Sentito e commovente anche l’intervento di Argeo Benco, sindaco del Comune di Pola in esilio: “18 agosto 1946, il giorno della strage di innocenti e incolpevoli vittime! Tutti i polesani della mia generazione hanno un ricordo preciso, doloroso, incancellabile nella nostra memoria. Il ricordo del momento in cui avvenne l’esplosione. Ognuno di noi ha sempre presente lo sbigottimento, lo spavento iniziale al quale subentrò l’attonito sgomento di tutti i cittadini polesi quando si ebbe notizia della gravità dell’accaduto”.

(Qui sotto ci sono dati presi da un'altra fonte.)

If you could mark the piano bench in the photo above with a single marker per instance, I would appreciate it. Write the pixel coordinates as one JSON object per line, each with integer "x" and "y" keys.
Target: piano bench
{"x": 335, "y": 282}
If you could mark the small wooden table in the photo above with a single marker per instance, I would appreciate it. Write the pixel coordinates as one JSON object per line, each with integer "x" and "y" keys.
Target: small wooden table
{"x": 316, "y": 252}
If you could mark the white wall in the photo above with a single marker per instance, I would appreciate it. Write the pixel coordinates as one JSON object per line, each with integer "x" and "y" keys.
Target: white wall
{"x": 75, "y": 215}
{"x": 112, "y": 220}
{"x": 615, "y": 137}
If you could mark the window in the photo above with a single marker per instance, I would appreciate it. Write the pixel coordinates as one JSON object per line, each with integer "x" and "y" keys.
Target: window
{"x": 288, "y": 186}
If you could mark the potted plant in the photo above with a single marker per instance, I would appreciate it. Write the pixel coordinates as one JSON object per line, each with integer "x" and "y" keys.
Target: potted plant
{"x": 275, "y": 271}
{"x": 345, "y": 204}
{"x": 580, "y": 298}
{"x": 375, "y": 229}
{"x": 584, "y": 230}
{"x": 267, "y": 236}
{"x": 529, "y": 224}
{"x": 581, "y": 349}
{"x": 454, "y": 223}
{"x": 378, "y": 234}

Ma le parole umili pronunciate in questa sede non saranno mai adeguate per ricordare la “mostruosità di quanto avvenuto in quel triste pomeriggio”, né basteranno mai per ripagare col ricordo l’estremo sacrificio del dottore Geppino Micheletti, che aveva continuato ad operare i feriti nei due giorni successivi all’eccidio, nonostante avesse perso, nell’attentato, due dei suoi figli.

E sempre di Benco una citazione di monsignor Raffaele Radossi, vescovo di Pola e Parenzo all’epoca dei fatti, che davanti alle decine di bare allineate sul prato antistante la Cappella Mortuaria dell’ospedale disse, rivolgendosi alle autorità e ai polesani tutti nella circostanza dell’ultimo tributo di affetto alle vittime: “Abbiamo sofferto troppo durante quattro anni di guerra e credevamo che, passato quel periodo infausto, fosse finita questa forma di martirio… ma, purtroppo, ci siamo tremendamente ingannati. Il fatto di domenica è di una gravità eccezionale. Io non scendo all’esame delle cause prossime che hanno determinato un simile macello; io rimetto tutto al giudizio di Dio, al quale nessuno potrà sfuggire nell’applicazione tremenda della sua inesorabile giustizia”.

In chiusura, ancora, l’intervento di Pierina Fabris in rappresentanza del Console generale d’Italia a Fiume, Fulvio Rustico. La Fabris ha ribadito a sua volta l’esemplare figura del medico e l’entità incommensurabile della perdita e dell’afflizione che nel 1946 vestirono la città a lutto.